The worst performance in terms of maximum error and dispersion (STD) is obtained for the gaussian target. As we explained above, limitations in the printer and the image system to correctly acquire the luminance gradient are probably introducing errors in the reference-to-target comparison, degrading the tracking accuracy. In the mule case, the results are a bit worse for the DSM method than for the correlation method. It can be clearly appreciated that the error graphs for the DSM in both targets are always above the correlation curve. Probably, this effect is due to some background noise that adds some bias to the value calculations in Equation (3). In any case, all the errors are very low, and thus no clear advantage can be derived from using one or another method.
4. Conclusions
In this manuscript, we have analyzed the performance of the Discrete Subtraction method (DSM) for target tracking with subpixel accuracy. The method is based on calculating the difference between the grayscale intensity of a reference image and its displaced version [
13].
The tracking results of this method, tagged as DSM, have been compared to those obtained with the more popular correlation method with local peak interpolation to achieve subpixel resolution. To this end, four different targets have been mounted on a motorized platform and horizontally displaced while a digital camera records all the process. The experiment resulted in different sequences of moving targets with an expected frame-to-frame displacement of 1.3 µm, or equivalently 0.002 px.

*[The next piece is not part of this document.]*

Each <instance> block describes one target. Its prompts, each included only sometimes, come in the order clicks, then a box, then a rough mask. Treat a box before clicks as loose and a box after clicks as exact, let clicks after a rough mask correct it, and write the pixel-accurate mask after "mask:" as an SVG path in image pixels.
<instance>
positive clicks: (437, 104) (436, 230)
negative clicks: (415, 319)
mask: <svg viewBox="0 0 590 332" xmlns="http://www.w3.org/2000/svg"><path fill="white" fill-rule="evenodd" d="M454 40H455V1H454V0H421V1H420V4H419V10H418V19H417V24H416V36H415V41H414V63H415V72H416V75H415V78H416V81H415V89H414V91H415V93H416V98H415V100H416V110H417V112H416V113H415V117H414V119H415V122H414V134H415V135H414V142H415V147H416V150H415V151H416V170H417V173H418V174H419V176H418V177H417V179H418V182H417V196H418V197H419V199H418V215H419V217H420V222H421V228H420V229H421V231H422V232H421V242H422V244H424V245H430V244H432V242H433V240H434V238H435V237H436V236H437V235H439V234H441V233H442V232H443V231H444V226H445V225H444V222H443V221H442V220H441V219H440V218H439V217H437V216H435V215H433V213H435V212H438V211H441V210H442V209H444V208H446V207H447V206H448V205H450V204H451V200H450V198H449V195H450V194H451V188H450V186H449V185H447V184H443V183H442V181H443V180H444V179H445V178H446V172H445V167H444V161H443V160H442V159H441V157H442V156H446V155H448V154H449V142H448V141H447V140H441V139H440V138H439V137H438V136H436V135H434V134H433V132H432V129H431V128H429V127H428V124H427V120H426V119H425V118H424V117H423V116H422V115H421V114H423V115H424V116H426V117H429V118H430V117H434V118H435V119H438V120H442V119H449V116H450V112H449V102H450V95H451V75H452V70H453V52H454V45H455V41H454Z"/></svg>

The results indicate that the average performance of both DSM (Digital Speckle Method) and correlation-based methods is similar, but DSM is more sensitive to noise compared to correlation. This sensitivity to noise is reflected in a higher dispersion in the calculation of the target position, which can be up to five times worse for complex objects. Thus, the DSM method may be less accurate for complex objects that exhibit small distortions when captured at different positions.
However, one advantage of DSM is that it does not require interpolation, which means it is not affected by peak-locking errors that can be observed in methods using squared targets when tracked with the correlation method.
In terms of target morphology, the circular target is found to be the most suitable artificial target for subpixel tracking. It is easy to draw and yields clean and accurate results. Additionally, circular shapes are commonly found in natural objects such as perforations or bolts, making them suitable for image tracking using natural objects.
Based on these findings, the DSM method can be considered a reliable alternative to the correlation method. It offers the advantages of simpler implementation and lower computational cost, although it requires previous calibration. However, it should be noted that DSM cannot recognize the direction of movement as currently formulated.
Future studies could focus on analyzing the performance of the DSM method with textured targets, such as pseudo-speckled patterns used in Digital Image Correlation. Results obtained with complex targets suggest that the method may not provide optimal results, but the deviation of the curve from linear behavior can provide valuable information about object distortions that is not captured by the correlation method, where only the peak position is used as a parameter.
In summary, the DSM method is a reliable alternative to correlation-based methods, offering simplicity and a lower computational cost. However, it is more sensitive to noise and may not perform optimally with complex targets. According to this, the choice of circular targets is recommended for subpixel tracking due to their ease of use and accuracy.